In che senso i people analytics sono oggi al servizio della hr digital transformation?

In una frase i people analytics sono centrali nel supportare la trasformazione della funzione HR per permettere alle persone che vi operano di prendere decisioni basandosi sui dati. Chi si occupa di risorse umane deve trasformarsi ed evolvere continuamente, per giocare un ruolo da protagonista nel futuro delle organizzazioni accompagnando la trasformazione digitale dell’azienda. L’HR deve contribuire direttamente alla generazione di valore dell’azienda e alla soddisfazione del cliente finale, quindi, contribuire al business; utilizzare strumenti e tecniche sofisticate di marketing per assicurare una migliore personalizzazione dei servizi e per coinvolgere i dipendenti in tutto ciò che supporta e valorizza il brand; misurare dati per mettere in condizione il management di prendere decisioni consapevoli ed informate, su persone e organizzazione; essere project manager di iniziative di cambiamento, lavorando in modo snello e trasversale in team multifunzionali, perché la dimensione agile sta diventando sempre più concreta in azienda. Tutto questo è possibile e facilitato se si lavora in un’ottica data driven (basti pensare al caso Generali). In sintesi, gli HR sono chiamati ad essere digitali e analitici in quello che fanno e nelle competenze. Questo, però, mantenendo la distintività con la quale nasce e si sviluppa la professione: il dialogo, quindi ascoltare, percepire e comprendere. E poi sviluppare la capacità narrativa del dato, decodificandolo dal punto di vista umano.
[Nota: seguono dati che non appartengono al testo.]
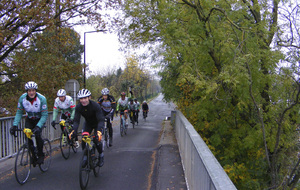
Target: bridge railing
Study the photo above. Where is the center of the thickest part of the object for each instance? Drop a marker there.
(202, 170)
(9, 145)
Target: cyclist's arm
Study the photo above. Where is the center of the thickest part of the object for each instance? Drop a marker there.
(44, 111)
(76, 117)
(55, 110)
(113, 102)
(19, 113)
(100, 117)
(117, 106)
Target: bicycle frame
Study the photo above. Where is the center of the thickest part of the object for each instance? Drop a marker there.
(27, 156)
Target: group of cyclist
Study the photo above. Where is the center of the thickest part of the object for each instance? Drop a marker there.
(95, 114)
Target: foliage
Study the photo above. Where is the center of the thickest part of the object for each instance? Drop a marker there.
(132, 76)
(220, 69)
(53, 57)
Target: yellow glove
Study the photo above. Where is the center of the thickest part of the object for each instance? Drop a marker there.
(62, 123)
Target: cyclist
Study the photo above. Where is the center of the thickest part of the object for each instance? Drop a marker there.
(94, 120)
(67, 106)
(138, 106)
(35, 106)
(122, 106)
(132, 108)
(145, 108)
(108, 105)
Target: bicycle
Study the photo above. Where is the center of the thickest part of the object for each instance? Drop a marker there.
(106, 135)
(132, 118)
(88, 161)
(123, 126)
(25, 159)
(65, 143)
(145, 114)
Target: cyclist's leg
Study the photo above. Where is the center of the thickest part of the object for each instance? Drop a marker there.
(126, 117)
(99, 146)
(28, 124)
(88, 129)
(137, 116)
(110, 131)
(39, 142)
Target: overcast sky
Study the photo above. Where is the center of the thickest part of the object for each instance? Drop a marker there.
(102, 52)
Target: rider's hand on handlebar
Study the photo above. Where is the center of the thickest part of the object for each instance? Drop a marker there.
(53, 124)
(70, 121)
(35, 130)
(12, 131)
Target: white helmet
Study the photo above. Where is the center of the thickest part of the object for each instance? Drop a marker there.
(83, 93)
(61, 92)
(30, 85)
(105, 91)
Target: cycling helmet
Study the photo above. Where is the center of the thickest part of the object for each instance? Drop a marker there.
(105, 91)
(83, 93)
(61, 92)
(30, 85)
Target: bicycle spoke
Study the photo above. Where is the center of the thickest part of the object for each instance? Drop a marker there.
(22, 165)
(64, 146)
(47, 156)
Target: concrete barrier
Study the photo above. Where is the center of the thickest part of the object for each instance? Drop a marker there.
(202, 169)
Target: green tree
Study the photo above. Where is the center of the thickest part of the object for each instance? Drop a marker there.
(220, 70)
(39, 63)
(21, 19)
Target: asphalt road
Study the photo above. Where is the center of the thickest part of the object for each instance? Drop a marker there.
(134, 162)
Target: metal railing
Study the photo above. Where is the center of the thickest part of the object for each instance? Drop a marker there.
(9, 145)
(202, 170)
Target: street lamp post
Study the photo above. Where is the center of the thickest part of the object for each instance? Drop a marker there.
(84, 63)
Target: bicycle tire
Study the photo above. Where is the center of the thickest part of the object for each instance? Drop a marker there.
(48, 158)
(84, 170)
(23, 165)
(94, 162)
(125, 129)
(107, 138)
(64, 145)
(73, 146)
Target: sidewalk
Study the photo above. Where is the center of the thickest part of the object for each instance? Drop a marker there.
(170, 172)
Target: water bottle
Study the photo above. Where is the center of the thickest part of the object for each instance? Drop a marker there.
(33, 140)
(93, 155)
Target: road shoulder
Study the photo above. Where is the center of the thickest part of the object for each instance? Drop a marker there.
(170, 173)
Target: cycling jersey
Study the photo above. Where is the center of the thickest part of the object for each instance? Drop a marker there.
(108, 105)
(122, 105)
(145, 106)
(132, 106)
(92, 113)
(67, 107)
(138, 105)
(35, 110)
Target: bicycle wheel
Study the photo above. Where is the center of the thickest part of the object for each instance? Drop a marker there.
(125, 129)
(121, 127)
(133, 122)
(73, 146)
(22, 165)
(84, 170)
(95, 167)
(107, 138)
(47, 153)
(64, 145)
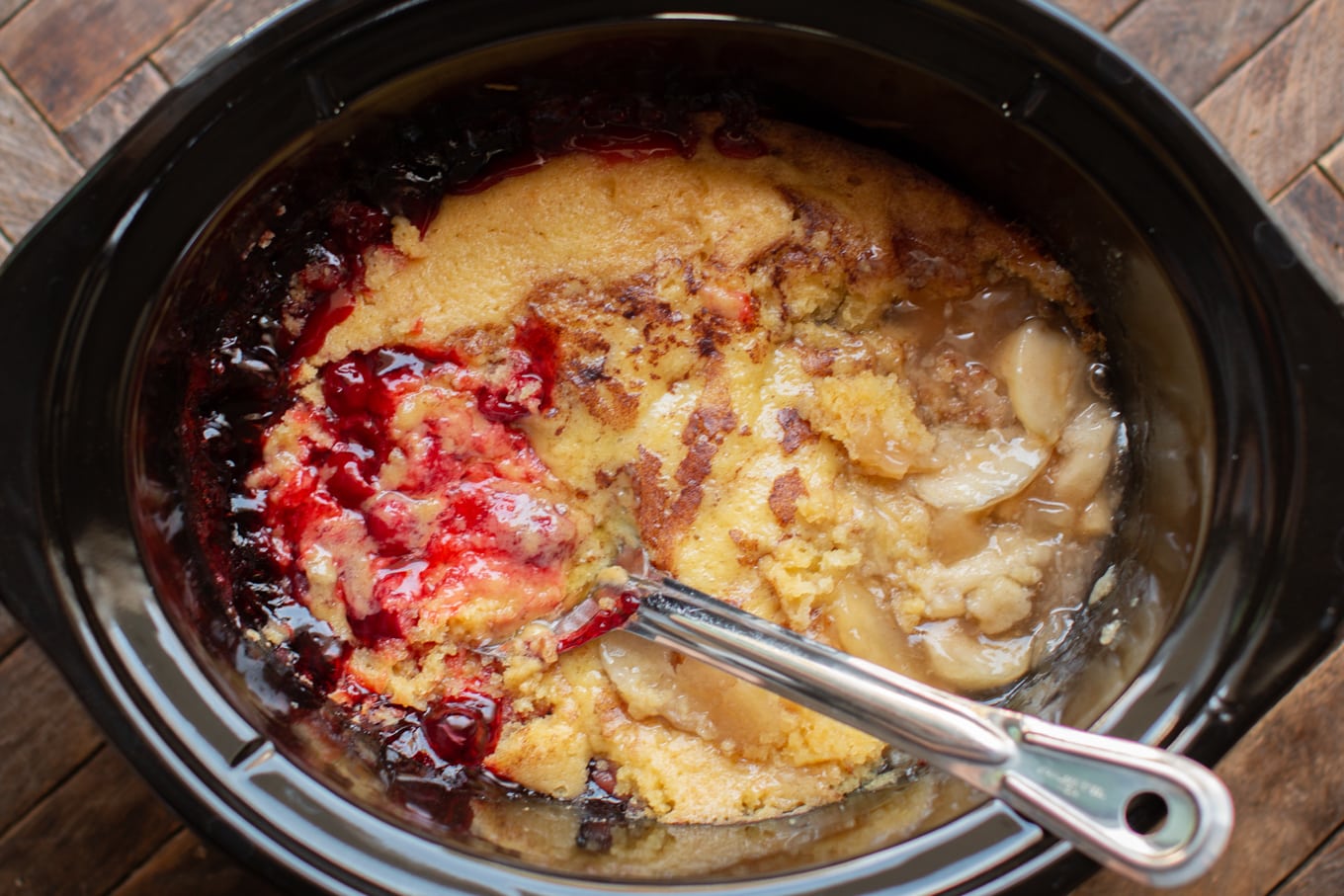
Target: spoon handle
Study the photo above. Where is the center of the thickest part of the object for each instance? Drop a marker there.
(1077, 784)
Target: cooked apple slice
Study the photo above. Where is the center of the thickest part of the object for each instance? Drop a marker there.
(1044, 369)
(973, 663)
(980, 467)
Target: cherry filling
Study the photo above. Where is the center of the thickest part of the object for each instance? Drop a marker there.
(601, 622)
(463, 728)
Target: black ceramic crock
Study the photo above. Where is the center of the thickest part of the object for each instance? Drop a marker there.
(1228, 357)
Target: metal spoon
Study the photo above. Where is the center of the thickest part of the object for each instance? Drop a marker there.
(1077, 784)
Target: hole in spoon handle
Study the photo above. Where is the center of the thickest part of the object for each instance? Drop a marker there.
(1152, 816)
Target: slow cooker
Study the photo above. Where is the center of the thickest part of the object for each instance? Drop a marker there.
(1226, 358)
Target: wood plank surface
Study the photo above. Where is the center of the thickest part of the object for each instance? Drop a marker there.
(1193, 45)
(1285, 107)
(98, 41)
(37, 170)
(97, 129)
(1324, 873)
(10, 631)
(1268, 77)
(187, 865)
(1288, 784)
(90, 835)
(45, 734)
(1332, 163)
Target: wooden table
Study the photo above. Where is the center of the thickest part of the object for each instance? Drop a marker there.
(1266, 75)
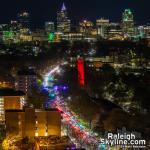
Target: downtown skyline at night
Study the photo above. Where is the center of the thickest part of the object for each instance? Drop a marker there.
(42, 11)
(74, 75)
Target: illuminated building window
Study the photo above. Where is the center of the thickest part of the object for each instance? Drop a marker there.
(46, 134)
(36, 134)
(1, 108)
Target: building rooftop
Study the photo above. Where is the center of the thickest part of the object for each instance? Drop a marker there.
(26, 72)
(11, 92)
(36, 110)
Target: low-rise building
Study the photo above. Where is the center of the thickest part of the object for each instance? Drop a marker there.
(32, 123)
(10, 99)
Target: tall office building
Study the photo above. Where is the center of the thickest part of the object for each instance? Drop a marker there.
(49, 27)
(24, 19)
(102, 26)
(86, 27)
(128, 23)
(63, 23)
(26, 80)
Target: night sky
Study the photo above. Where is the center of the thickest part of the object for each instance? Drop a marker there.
(43, 10)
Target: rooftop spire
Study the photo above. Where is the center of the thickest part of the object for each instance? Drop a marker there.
(63, 7)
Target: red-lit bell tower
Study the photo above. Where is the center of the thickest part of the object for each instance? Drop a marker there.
(81, 72)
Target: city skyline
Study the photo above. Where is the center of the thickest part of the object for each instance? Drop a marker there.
(77, 10)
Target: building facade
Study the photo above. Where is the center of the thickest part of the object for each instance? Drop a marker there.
(63, 22)
(10, 99)
(33, 123)
(26, 80)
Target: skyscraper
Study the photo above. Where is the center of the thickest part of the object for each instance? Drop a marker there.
(102, 26)
(128, 23)
(63, 23)
(49, 27)
(24, 19)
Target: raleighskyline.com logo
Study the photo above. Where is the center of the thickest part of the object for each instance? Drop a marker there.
(123, 140)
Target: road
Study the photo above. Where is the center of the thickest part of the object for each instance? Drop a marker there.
(79, 134)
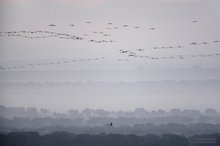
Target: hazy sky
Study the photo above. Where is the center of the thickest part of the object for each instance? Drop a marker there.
(173, 20)
(161, 34)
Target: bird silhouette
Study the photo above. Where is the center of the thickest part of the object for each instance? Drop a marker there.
(195, 21)
(52, 25)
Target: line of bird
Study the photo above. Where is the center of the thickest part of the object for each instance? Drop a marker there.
(190, 44)
(66, 61)
(50, 34)
(175, 56)
(104, 58)
(134, 52)
(111, 25)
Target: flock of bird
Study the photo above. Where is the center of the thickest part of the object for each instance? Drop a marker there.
(135, 53)
(51, 34)
(47, 63)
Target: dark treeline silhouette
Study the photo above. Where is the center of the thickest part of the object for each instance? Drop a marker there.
(92, 121)
(67, 139)
(210, 115)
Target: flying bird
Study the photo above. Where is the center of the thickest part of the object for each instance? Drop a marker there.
(52, 25)
(152, 28)
(195, 21)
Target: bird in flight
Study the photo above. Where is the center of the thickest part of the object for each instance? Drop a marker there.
(152, 28)
(111, 124)
(195, 21)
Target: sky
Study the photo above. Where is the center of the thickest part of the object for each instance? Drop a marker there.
(107, 40)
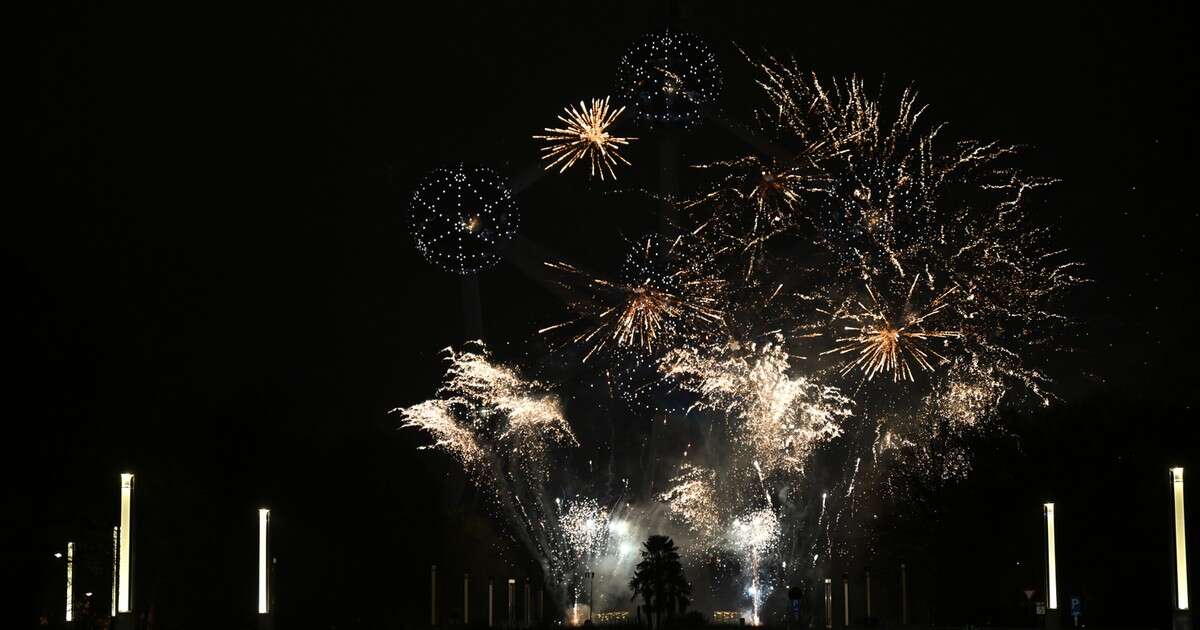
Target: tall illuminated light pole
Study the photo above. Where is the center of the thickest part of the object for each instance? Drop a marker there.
(125, 564)
(264, 545)
(70, 612)
(1051, 569)
(1181, 553)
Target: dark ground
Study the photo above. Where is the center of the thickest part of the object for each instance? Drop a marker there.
(210, 282)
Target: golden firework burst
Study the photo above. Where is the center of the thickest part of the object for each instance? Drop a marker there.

Organigrammi e dati formali top down convivono oggi con l’emersione di big data informali bottom up. Un’opportunità o un problema per le direzioni hr?

Un’opportunità e una sfida senza ombra di dubbio. Quando parliamo di intelligenza artificiale e applicazione degli analytics all’HR, non ho mai avuto paura e mai ne avrò nè della riduzione del lavoro che l’uomo deve fare nè dell’automatizzazione della funzione HR. È un rischio che non corriamo, proprio perché l’integrazione con l’intelligenza artificiale arricchisce, cambia e fa crescere l’attenzione della persona che deve fare funzionare questi sistemi.

Come riuscire a garantire una predittività virtuosa che rispetti l’essere umano nella sua unicità e diversità? Come non interpretare il dato ma restare fedeli in rel-azione con le persone che li hanno espressi?

Secondo me la chiave di lettura per una liason tra intelligenza artificiale e umana sta però in alcuni termini: emulazione, riproduzione, da parte dell’AI e delle macchine, ma non sostituzione. È pur vero che i robot di moderna generazione stanno diventando sempre più antropomorfi, nella misura in cui aumenta la loro velocità, la precisione, la capacità di carico, addirittura il loro grado di autonomia. Ma se proprio di attività cognitive vogliamo parlare, dovremmo farlo in termini di una cognizione diversa da quella umana, scevra di due componenti essenziali: la consapevolezza e le emozioni. Non esistono ancora robot in grado di cucinare, robot maestri ed educatori, robot antropologi o psicologi, linguisti o giuristi, ecc… La dimensione sociale, che tra l’altro comprende anche un diffuso sottobosco di sensazioni, emotività e creatività, rappresenta un universo strettamente legato alla componente ambientale che nel caso dell’AI è presente solo in forma simbolica.